Of course, there are other, corporate reasons why we’re still there. Trump announced that America would stay in the country to exploit its valuable mineral resources, in order to defray the costs of the invasion. As well as the gas pipeline that was supposed to be built, but wasn’t, as Dore also mentions.

But the humanitarian reasons touted as justification for the invasion have vanished. We’ve long outstayed our welcome. As Grimm’s review concludes, we’re losing to an enemy who’s already surrendered. A hard thing to do. We’re just killing and maiming people for the benefit of the military-industrial complex. And our boys and girls are also being killed and maimed.

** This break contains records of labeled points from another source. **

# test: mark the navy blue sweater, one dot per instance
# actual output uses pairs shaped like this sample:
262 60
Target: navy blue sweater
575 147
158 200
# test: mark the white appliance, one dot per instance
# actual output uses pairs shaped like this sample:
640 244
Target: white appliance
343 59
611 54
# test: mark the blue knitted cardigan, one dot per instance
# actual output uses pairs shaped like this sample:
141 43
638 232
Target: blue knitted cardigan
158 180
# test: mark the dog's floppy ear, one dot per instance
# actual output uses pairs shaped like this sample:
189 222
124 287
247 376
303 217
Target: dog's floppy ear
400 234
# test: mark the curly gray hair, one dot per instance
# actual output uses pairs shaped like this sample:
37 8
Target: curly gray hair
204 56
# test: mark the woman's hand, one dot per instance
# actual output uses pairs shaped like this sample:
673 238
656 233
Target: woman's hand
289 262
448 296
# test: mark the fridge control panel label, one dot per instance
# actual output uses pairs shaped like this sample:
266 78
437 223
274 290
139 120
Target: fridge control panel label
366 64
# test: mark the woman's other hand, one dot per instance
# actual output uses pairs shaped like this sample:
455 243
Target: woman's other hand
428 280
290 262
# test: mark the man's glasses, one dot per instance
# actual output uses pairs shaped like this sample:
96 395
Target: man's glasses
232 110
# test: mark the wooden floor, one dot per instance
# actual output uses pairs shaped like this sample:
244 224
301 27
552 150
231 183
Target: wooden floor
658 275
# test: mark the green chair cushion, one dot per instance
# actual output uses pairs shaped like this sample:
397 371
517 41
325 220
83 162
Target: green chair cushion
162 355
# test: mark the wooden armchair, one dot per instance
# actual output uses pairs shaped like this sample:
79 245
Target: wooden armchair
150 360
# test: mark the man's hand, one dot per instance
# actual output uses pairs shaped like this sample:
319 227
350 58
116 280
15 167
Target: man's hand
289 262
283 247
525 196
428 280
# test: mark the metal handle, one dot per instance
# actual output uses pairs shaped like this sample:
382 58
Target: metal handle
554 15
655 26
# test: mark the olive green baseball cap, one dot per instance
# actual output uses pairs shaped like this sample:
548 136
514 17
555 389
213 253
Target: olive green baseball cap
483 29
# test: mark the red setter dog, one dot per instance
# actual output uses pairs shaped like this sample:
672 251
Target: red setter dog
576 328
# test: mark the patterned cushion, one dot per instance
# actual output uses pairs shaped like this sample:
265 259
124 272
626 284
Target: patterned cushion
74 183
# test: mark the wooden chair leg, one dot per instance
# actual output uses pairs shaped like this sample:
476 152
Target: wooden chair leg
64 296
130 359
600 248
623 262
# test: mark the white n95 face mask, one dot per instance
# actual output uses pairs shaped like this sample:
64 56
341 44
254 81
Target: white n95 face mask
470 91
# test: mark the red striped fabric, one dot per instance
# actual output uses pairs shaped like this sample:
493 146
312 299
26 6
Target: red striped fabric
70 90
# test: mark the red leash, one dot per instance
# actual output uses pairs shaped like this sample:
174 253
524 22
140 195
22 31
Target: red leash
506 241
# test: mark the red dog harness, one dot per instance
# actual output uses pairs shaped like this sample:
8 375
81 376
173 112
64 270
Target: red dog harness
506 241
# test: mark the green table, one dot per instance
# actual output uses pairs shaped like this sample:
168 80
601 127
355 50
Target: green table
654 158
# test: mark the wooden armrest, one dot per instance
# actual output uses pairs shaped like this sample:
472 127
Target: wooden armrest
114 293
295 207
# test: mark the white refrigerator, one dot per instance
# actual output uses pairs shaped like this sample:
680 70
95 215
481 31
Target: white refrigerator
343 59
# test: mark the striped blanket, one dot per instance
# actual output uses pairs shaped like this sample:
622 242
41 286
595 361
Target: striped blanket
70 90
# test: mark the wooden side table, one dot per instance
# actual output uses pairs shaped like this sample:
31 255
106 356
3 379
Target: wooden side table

They’re coming back traumatized and with terrible injuries, not for defending their country and its allies, as they and we have been told. They’re being mutilated and killed purely for the profit of the big arms manufacturers.

Disgusting.

Dore encourages everyone watching this to pass it on. I agree. We are not going to hear about this from mainstream media, which includes the Beeb.

General Smedley Butler was right. War is a racket. We need to get out, bring our troops back home, and close all the wars and interventions in which we’re currently involved down.

Until then, there will never be peace across the world.